The criticisms were aired at a seminar on the impact of the oil crisis on industries, which was hosted by the Senate Committee on Economics, Commerce and Industry.
Rosana Tositrakul, a Bangkok senator who led an effort to bring PTT to court last year, claims the Energy Ministry has failed to implement policies that would shelter Thais from the oil crisis.
''The ministry allowed some liquefied petroleum gas (LPG) from our Gulf of Thailand, our own national resource, to be exported, while claiming that it has to float LPG prices due to insufficient domestic supply. This is wrong,'' Ms Rosana said.
According to Ms Rosana, the former government led by Surayud Chulanont charged only small concession fees to PTT and Chevron for extracting natural gas in the Gulf of Thailand.
The concession fees should have been higher if the ministry wanted to maximise natural gas revenues.

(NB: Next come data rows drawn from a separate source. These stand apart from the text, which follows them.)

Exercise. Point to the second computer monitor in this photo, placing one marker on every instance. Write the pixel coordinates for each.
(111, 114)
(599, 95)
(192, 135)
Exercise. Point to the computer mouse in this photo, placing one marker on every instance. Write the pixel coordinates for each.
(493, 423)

She said that higher concession fees could be funnelled into oil subsidies to drive down prices for consumers.
She added that current energy policies favoured oil producers over the public's welfare.
''Their policies have raised the speculation that people in the ministry may be favouring PTT for some advantage,'' Ms Rosana said.
PTT senior executive vice-president Tevin Vongvanich was only able to deliver a statement that PTT was seeing lower profit margins compared to oil producers in neighbouring countries before being interrupted by participants.
Plaipol Kumsap, a Thammasat University economist, said that PTT was earning excessive margins.
The National Fishery Association also demanded that the Energy Ministry change its policies as soon as possible. It said fishery production costs had increased by 224%, although the sector has access to cheap diesel.The Transport Association also slammed the government for introducing impractical policies.
The transport industry also has access to low-priced fuel.
''Around 90% of the country's transport is on land, while 65% of our (transport sector) cost is fuel and I can say that none of the government measures are really helping us. We urgently need at least a measure that is practical,'' said an association representative.